To encode the URI, I used urllib.quote("schönefeld")
but when some non-ascii characters exists in string, it thorws
KeyError: u'\xe9'
Code: return ''.join(map(quoter, s))
My input strings are köln, brønshøj, schönefeld
etc.
When I tried just printing statements in windows(Using python2.7, pyscripter IDE). But in linux it raises exception (I guess platform doesn't matter).
This is what I am trying:
from commands import getstatusoutput
queryParams = "schönefeld";
cmdString = "http://baseurl" + quote(queryParams)
print getstatusoutput(cmdString)
Exploring the issue reason:
in urllib.quote()
, actually exception being throwin at return ''.join(map(quoter, s))
.
The code in urllib is:
def quote(s, safe='/'):
if not s:
if s is None:
raise TypeError('None object cannot be quoted')
return s
cachekey = (safe, always_safe)
try:
(quoter, safe) = _safe_quoters[cachekey]
except KeyError:
safe_map = _safe_map.copy()
safe_map.update([(c, c) for c in safe])
quoter = safe_map.__getitem__
safe = always_safe + safe
_safe_quoters[cachekey] = (quoter, safe)
if not s.rstrip(safe):
return s
return ''.join(map(quoter, s))
The reason for exception is in ''.join(map(quoter, s))
, for every element in s, quoter function will be called and finally the list will be joined by '' and returned.
For non-ascii char è
, the equivalent key will be %E8
which presents in _safe_map
variable. But when I am calling quote('è'), it searches for the key \xe8
. So that the key does not exist and exception thrown.
So, I just modifed s = [el.upper().replace("\\X","%") for el in s]
before calling ''.join(map(quoter, s))
within try-except block.

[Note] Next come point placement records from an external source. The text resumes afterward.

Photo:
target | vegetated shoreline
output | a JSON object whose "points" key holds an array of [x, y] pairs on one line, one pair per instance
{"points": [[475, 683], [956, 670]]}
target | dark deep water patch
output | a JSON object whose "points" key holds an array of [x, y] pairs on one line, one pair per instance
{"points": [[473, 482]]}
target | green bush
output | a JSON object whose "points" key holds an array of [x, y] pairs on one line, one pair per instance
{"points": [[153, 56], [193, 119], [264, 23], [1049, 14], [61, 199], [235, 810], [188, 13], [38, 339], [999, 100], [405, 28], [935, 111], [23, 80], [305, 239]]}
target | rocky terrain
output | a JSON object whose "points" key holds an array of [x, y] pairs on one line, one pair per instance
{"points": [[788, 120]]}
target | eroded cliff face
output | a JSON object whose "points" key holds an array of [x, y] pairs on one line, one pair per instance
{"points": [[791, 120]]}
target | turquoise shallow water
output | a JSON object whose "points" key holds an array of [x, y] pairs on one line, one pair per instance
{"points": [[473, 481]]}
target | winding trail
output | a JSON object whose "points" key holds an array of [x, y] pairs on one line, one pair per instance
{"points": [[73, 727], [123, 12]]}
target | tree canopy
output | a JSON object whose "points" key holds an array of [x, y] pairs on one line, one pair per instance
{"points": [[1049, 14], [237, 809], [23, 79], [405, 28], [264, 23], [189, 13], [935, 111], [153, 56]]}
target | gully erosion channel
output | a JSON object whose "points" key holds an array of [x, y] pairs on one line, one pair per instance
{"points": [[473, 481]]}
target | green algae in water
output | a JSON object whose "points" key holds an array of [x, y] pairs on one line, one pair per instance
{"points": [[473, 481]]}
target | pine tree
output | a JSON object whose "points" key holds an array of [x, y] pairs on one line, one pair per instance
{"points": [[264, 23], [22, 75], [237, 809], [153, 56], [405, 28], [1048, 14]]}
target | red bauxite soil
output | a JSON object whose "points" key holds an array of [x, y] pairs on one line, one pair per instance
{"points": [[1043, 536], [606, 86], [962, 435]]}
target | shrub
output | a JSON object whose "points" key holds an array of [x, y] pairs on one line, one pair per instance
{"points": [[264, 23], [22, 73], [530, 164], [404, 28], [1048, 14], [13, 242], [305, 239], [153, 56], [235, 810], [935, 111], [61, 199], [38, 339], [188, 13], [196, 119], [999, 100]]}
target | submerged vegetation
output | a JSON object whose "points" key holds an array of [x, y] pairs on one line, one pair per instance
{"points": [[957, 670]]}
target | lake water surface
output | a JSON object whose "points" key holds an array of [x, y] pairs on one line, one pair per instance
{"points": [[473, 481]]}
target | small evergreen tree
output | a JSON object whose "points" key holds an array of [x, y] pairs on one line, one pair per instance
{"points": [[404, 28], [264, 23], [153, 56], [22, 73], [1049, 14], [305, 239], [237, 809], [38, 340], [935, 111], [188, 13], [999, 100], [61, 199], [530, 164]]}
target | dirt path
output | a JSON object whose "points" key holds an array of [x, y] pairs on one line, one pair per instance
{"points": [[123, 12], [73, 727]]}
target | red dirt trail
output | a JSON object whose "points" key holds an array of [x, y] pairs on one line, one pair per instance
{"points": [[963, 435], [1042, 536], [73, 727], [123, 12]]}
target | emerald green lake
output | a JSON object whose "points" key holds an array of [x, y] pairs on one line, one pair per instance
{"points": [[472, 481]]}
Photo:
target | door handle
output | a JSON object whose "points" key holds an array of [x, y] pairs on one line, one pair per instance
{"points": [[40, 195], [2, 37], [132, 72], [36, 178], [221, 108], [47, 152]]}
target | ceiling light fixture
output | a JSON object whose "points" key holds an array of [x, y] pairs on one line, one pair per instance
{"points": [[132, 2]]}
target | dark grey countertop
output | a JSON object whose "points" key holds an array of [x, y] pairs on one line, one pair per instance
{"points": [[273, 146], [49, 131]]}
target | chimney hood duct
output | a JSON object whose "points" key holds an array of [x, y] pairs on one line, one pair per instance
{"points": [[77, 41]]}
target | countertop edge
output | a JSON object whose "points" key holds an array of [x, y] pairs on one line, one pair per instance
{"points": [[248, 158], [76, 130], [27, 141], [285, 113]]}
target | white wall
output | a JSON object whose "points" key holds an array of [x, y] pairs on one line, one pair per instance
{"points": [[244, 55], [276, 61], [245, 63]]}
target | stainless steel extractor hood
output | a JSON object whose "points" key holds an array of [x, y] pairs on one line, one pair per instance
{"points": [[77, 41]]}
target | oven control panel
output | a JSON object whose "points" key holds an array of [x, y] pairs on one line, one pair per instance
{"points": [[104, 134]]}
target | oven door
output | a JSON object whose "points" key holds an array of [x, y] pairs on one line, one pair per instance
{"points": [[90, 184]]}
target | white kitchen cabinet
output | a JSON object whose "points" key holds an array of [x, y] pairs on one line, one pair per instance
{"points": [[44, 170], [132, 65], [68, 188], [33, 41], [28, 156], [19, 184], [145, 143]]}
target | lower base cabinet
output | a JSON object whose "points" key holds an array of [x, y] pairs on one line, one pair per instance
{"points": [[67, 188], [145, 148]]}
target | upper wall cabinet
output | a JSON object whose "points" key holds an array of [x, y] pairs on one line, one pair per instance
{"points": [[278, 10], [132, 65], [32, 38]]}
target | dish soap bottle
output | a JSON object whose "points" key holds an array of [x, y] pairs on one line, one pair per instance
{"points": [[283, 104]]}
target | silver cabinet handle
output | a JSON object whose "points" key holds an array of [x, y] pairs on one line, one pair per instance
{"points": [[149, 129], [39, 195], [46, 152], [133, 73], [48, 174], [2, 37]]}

Now it works fine.
But I am annoying what I have done is correct approach or it will create any other issue? And also I do have 200+ instances of linux which is very tough to deploy this fix in all instances.
You are trying to quote Unicode data, so you need to decide how to turn that into URL-safe bytes.
Encode the string to bytes first. UTF-8 is often used:
>>> import urllib
>>> urllib.quote(u'sch\xe9nefeld')
/opt/local/Library/Frameworks/Python.framework/Versions/2.7/lib/python2.7/urllib.py:1268: UnicodeWarning: Unicode equal comparison failed to convert both arguments to Unicode - interpreting them as being unequal
return ''.join(map(quoter, s))
Traceback (most recent call last):
File "<stdin>", line 1, in <module>
File "/opt/local/Library/Frameworks/Python.framework/Versions/2.7/lib/python2.7/urllib.py", line 1268, in quote
return ''.join(map(quoter, s))
KeyError: u'\xe9'
>>> urllib.quote(u'sch\xe9nefeld'.encode('utf8'))
'sch%C3%A9nefeld'
However, the encoding depends on what the server will accept. It's best to stick to the encoding the original form was sent with.